Questo capitolo, che sulla base della classificazione codificata appena sopra si può definire “dell’Escatologia”, ha un enorme rilievo per gli storici dei Vangeli: tramite i versetti in esso contenuti, molti studiosi hanno ipotizzato che lo scritto lucano sia stato redatto posteriormente alla caduta di Gerusalemme (70 d.C.), perché in queste righe è richiamata, con buona precisione, la distruzione della Città Santa da parte dei Romani, comandati da Tito Flavio Vespasiano (il futuro imperatore Tito).
Tuttavia allo scrivente piace porre riflessione su un’altra nota.
Il fatto che 3 capitoli su 24 siano concentrati su 3 giorni, lasciando ai restanti 21 il racconto di una intera (straordinaria) vita, a rigor di proporzione denota come lo scopo dell’evangelista, l’intenzione dello scritto evangelico, l’obiettivo dell’evangelizzazione, sia il Triduo Pasquale.
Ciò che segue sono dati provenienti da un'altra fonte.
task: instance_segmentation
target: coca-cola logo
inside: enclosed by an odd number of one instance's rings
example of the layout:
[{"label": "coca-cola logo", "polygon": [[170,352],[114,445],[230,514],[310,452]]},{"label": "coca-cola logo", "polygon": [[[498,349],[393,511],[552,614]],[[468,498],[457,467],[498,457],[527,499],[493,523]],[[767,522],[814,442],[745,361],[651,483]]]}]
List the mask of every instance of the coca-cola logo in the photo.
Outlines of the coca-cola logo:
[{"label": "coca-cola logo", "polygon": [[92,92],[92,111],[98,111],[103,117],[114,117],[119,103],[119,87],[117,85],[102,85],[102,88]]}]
Ci vengono a sostegno, a tal proposito, gli Atti degli Apostoli, in cui si narra come il “kèrugma” (proclamazione) di Pietro, e quindi dei primi testimoni, fosse proprio concentrato sull’annuncio della Passione, Morte e Risurrezione di nostro Signore Gesù Cristo (cfr. At 2, 14-36); e ci viene a supporto anche la Parola dell’apostolo Paolo quando dice: “Ma se Cristo non è risuscitato, allora è vana la nostra predicazione ed è vana anche la vostra fede” (1Cor 15, 14).

Questa premessa, al di là dal proporre al lettore un quadro panoramico della vicenda lucana (in particolare), ed evangelica (in generale), ci serva come monito affinché ricordiamo sempre che possiamo attribuire a nostro Signore Gesù Cristo tutte le qualità possibili e immaginabili; possiamo proclamarlo narrando le vicende più miracolose ed eclatanti esibite dalla sua persona; possiamo celebrarlo cantando, ballando o declamando in maniera celestiale; ma se non abbiamo bene in testa (anche a memoria perché no!) che nostro Signore Gesù Cristo è Dio, Nato Morto e Risorto, vuota è la nostra fede, vuoto il nostro testimoniare.

Che lo Spirito Santo sorga nelle nostre bocche.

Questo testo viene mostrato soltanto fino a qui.